I wonder if a similar formula exists for the pseudo-inverse of non-invertible block matrices.

  • 0
    Someone might check whether or not the formula given above, with all ${}^{-1}$s replaced with $^+$s, satisfies the conditions for the MP pseudoinverse. That someone will not be me...2011-09-06
  • 0
    Ha, I tried that on an example. Certainly doesn't work in general. (but I'll try again just in case I made a mistake)2011-09-06
  • 0
    The biggest obstacle is due to the fact that, as you found out, pseudoinverses are not substitutes for the regular inverses. Please check the definition on elsewhere, there is no place that says $AA^\dagger = I$. Therefore, the woodbury-sherman-morrison does not roll out directly from such a construction.2011-09-06
  • 0
    @percusse: the formula given above is quite a different beast from SMW...2011-09-06
  • 0
    @J.M. : If you take the Schur complement of a matrix and invert the three block you will get this formula. How is it different from [this](http://en.wikipedia.org/wiki/Sherman%E2%80%93Morrison%E2%80%93Woodbury_formula)?2011-09-06
  • 0
    @percusse: I don't use the term "Sherman-Morrison-Woodbury" to name this formula for a partitioned inverse (but I do agree that they're related). Do you?2011-09-06
  • 0
    No, I don't but I think the OP will google it anyway and end up in that page ;) (I was a little bit cynical I agree, I shouldn't do that.)2011-09-06

1 Answers 1

6

Using the fabulous search engine netted me quite a lot of references on the pseudoinverses of partitioned matrices. Miao's paper gives a pretty general formula, Cline's paper concentrates on column-partitioned matrices $\mathbf A=[\mathbf U\quad\mathbf V]$, Rohde's paper handles the pseudoinverse of a partitioned Hermitian matrix, Hall and Hartwig's paper give formulae for column-partitioned matrices and row-partitioned matrices $\mathbf A=\bigl[\begin{smallmatrix}\mathbf U\\\mathbf V\end{smallmatrix}\bigr]$, and this paper by Hartwig gives an expression for the pseudoinverse of a bordered matrix, $\mathbf A=\bigl[\begin{smallmatrix}\mathbf B&\mathbf u\\\mathbf v^T&c\end{smallmatrix}\bigr]$.
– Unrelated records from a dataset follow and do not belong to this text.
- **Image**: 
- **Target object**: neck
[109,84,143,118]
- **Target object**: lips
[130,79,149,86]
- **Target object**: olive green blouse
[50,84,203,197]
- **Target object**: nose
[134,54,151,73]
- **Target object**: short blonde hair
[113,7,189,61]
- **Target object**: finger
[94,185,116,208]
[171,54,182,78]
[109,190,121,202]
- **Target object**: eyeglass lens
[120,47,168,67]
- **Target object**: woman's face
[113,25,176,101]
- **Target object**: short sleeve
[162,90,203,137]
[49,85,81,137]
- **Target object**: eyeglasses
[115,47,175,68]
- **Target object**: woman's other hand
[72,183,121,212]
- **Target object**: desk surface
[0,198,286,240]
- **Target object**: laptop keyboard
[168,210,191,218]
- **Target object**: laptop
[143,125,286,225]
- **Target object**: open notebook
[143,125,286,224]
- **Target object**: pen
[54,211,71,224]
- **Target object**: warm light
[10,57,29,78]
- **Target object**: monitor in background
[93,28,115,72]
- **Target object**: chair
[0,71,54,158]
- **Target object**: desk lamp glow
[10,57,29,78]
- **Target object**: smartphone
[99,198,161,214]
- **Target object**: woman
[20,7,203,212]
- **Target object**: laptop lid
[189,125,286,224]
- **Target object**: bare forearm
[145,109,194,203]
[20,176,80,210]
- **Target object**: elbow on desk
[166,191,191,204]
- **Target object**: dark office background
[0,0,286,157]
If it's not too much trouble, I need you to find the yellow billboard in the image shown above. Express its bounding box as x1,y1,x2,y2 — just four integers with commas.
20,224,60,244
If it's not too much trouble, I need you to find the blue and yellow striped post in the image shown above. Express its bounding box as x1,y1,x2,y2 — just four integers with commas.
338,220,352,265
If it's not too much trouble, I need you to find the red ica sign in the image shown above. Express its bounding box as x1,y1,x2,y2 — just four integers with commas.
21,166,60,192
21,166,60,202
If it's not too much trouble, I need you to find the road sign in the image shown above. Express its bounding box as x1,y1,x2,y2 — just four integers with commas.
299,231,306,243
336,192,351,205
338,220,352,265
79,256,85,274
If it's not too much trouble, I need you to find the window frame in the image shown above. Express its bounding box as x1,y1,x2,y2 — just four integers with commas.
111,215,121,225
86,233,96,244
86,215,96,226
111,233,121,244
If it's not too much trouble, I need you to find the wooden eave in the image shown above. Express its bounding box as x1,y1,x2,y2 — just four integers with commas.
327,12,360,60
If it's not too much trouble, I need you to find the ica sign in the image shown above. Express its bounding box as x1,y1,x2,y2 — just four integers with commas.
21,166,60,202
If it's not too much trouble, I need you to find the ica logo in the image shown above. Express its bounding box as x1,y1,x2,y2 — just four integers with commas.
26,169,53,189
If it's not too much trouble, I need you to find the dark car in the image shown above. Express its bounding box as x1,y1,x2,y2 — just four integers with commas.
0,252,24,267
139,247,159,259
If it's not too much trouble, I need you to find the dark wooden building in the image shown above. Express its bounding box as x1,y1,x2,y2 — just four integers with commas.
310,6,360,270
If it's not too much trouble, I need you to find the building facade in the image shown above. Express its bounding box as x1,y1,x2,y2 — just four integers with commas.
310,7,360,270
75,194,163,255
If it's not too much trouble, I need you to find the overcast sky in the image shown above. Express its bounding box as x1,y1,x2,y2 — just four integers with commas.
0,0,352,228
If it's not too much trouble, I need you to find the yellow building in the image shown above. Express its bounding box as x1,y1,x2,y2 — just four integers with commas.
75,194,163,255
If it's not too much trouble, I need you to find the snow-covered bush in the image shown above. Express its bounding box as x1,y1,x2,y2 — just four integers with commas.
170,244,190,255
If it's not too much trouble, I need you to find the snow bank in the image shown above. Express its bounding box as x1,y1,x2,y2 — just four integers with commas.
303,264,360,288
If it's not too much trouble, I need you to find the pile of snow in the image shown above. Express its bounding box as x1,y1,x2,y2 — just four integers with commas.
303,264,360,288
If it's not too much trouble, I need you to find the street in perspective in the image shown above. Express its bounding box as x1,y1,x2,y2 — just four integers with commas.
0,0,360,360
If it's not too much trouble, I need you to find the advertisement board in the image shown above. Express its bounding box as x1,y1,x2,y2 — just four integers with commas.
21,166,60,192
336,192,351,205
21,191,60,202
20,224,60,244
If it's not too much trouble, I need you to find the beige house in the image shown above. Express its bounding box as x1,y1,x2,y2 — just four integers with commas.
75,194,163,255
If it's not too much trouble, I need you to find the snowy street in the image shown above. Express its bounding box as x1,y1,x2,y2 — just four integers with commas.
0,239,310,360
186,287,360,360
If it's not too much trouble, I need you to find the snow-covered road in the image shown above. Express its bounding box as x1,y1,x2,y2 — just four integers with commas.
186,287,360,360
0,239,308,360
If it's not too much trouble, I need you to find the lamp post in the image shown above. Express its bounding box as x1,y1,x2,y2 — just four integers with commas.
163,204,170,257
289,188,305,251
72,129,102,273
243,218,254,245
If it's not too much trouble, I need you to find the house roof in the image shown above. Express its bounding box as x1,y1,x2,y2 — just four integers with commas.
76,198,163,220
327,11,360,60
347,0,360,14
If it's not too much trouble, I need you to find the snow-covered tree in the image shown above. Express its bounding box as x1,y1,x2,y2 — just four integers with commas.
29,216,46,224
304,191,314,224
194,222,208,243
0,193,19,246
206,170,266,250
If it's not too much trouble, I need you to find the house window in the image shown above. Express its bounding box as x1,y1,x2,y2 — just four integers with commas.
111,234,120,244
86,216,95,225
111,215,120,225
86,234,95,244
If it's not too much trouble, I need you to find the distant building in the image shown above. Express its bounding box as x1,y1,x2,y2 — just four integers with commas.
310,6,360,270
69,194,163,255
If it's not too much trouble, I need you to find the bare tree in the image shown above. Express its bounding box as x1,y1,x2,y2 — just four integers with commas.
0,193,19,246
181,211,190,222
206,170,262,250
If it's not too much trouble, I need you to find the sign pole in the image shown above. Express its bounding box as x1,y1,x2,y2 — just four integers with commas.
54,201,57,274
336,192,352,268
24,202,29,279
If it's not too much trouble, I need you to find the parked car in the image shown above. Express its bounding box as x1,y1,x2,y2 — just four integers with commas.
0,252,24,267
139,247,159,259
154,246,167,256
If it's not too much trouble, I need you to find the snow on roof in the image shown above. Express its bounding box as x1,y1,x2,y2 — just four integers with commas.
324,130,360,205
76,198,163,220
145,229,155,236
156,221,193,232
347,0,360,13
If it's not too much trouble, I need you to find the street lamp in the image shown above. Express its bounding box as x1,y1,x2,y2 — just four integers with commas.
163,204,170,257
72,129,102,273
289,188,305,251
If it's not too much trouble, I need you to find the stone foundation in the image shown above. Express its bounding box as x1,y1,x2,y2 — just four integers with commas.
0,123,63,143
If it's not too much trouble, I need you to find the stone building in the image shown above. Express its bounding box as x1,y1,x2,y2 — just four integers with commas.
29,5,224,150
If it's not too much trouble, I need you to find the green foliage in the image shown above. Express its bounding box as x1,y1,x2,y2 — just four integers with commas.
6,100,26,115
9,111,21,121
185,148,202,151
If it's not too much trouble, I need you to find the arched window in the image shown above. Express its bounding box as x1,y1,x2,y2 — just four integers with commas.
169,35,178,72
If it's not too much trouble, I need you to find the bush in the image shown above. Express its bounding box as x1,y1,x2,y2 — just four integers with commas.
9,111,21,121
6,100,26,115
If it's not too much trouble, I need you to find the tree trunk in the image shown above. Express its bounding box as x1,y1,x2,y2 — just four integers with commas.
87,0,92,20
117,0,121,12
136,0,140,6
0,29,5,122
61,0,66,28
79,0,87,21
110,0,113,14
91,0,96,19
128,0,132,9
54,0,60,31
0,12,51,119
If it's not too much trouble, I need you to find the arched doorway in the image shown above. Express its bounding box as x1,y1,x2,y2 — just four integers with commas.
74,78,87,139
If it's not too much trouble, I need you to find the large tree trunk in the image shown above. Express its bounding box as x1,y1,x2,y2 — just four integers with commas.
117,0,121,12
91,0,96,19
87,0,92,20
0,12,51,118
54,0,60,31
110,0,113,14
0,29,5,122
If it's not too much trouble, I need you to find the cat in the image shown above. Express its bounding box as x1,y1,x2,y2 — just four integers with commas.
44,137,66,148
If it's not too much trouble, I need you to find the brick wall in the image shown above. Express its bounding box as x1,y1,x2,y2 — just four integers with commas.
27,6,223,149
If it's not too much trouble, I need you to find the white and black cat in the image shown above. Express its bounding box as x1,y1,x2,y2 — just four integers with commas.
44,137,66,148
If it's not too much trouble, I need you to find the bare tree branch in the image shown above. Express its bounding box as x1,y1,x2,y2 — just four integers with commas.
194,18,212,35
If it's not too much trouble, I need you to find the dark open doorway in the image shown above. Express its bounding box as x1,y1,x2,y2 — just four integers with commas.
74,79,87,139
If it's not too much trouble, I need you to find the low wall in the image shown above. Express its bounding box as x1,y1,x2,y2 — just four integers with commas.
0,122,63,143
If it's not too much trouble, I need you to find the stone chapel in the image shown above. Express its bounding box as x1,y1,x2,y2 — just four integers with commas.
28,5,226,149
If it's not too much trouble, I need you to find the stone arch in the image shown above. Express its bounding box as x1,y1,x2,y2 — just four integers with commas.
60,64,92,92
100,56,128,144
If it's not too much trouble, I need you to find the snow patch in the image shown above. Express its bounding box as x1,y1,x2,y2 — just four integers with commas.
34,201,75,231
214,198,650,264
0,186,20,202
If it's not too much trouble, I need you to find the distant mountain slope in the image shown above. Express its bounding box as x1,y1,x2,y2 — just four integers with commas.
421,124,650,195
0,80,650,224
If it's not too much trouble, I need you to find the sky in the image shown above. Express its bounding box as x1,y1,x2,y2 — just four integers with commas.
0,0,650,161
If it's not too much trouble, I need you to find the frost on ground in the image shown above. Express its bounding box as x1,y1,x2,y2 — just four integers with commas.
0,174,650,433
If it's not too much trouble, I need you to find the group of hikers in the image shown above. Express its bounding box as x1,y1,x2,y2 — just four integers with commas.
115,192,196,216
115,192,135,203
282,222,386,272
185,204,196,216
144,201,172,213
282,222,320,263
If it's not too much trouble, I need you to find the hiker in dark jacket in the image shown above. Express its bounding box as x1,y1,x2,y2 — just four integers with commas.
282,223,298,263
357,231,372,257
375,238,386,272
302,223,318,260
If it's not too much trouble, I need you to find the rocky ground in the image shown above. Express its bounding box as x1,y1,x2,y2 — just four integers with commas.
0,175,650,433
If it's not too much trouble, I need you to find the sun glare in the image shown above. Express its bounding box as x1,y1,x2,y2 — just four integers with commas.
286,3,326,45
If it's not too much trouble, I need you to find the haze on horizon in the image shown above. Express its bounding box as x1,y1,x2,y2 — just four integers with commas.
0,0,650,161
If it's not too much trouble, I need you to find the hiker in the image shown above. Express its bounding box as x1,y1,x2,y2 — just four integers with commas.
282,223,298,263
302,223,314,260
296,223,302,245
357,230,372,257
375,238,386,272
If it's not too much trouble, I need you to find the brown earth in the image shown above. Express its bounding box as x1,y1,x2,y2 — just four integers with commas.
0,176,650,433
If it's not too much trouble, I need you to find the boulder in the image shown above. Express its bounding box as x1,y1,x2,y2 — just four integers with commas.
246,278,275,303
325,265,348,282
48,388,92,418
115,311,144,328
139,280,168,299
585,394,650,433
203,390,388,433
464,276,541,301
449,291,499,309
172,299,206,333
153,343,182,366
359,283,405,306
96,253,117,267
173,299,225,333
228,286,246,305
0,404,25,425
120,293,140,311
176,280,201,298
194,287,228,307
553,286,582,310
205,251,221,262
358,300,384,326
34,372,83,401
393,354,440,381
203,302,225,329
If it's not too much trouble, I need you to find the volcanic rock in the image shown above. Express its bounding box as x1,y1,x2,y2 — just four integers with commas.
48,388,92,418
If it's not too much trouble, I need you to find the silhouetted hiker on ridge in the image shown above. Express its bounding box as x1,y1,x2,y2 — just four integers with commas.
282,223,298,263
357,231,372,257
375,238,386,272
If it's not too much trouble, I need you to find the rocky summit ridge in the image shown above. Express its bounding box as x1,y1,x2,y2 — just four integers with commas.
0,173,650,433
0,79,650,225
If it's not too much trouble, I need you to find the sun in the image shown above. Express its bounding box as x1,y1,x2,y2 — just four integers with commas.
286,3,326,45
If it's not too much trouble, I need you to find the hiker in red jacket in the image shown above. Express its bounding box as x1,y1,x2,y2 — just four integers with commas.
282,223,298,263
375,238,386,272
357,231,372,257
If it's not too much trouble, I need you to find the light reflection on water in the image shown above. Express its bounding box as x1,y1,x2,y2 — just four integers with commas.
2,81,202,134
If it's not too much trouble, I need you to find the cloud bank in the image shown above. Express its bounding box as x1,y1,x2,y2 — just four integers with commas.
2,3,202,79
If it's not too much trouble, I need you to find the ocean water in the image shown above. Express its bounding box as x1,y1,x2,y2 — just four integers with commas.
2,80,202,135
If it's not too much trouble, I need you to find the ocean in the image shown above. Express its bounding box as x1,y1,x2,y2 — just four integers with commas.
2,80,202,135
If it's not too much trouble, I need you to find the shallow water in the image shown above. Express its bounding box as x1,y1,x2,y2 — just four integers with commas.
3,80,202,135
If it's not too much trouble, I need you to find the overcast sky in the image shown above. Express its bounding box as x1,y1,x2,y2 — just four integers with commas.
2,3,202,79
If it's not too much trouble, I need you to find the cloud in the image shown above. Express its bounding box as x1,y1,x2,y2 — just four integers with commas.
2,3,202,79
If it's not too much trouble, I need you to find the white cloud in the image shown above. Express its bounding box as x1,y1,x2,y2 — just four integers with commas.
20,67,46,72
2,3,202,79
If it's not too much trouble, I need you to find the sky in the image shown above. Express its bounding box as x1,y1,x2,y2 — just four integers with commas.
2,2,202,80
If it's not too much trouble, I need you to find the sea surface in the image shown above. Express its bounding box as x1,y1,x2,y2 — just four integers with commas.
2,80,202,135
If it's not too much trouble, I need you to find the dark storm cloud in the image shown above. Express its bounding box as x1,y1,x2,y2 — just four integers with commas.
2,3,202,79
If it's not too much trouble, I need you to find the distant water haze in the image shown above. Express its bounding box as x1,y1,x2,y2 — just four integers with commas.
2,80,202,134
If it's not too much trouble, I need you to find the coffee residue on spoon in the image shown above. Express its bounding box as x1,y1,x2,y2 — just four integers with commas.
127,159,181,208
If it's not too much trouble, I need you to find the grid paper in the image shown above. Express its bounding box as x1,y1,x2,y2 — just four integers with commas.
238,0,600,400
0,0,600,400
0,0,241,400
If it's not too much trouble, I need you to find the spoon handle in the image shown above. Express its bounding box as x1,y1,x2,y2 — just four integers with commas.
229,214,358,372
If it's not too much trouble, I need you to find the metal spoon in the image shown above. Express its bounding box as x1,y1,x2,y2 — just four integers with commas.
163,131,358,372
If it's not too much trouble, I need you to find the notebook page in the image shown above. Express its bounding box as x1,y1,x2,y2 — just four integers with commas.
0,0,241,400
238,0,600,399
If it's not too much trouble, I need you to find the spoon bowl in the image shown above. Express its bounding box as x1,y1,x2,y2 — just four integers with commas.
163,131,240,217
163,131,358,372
As you can probably tell from the number of papers that needed to treat special cases (depending usually on the ranks of the blocks and such), the expression for the pseudoinverse of a block matrix can be quite complicated. I will not try to reproduce those formulae here, and instead ask you to consult those papers and their references.

  • 0
    Thank you, I will read those papers.2011-09-06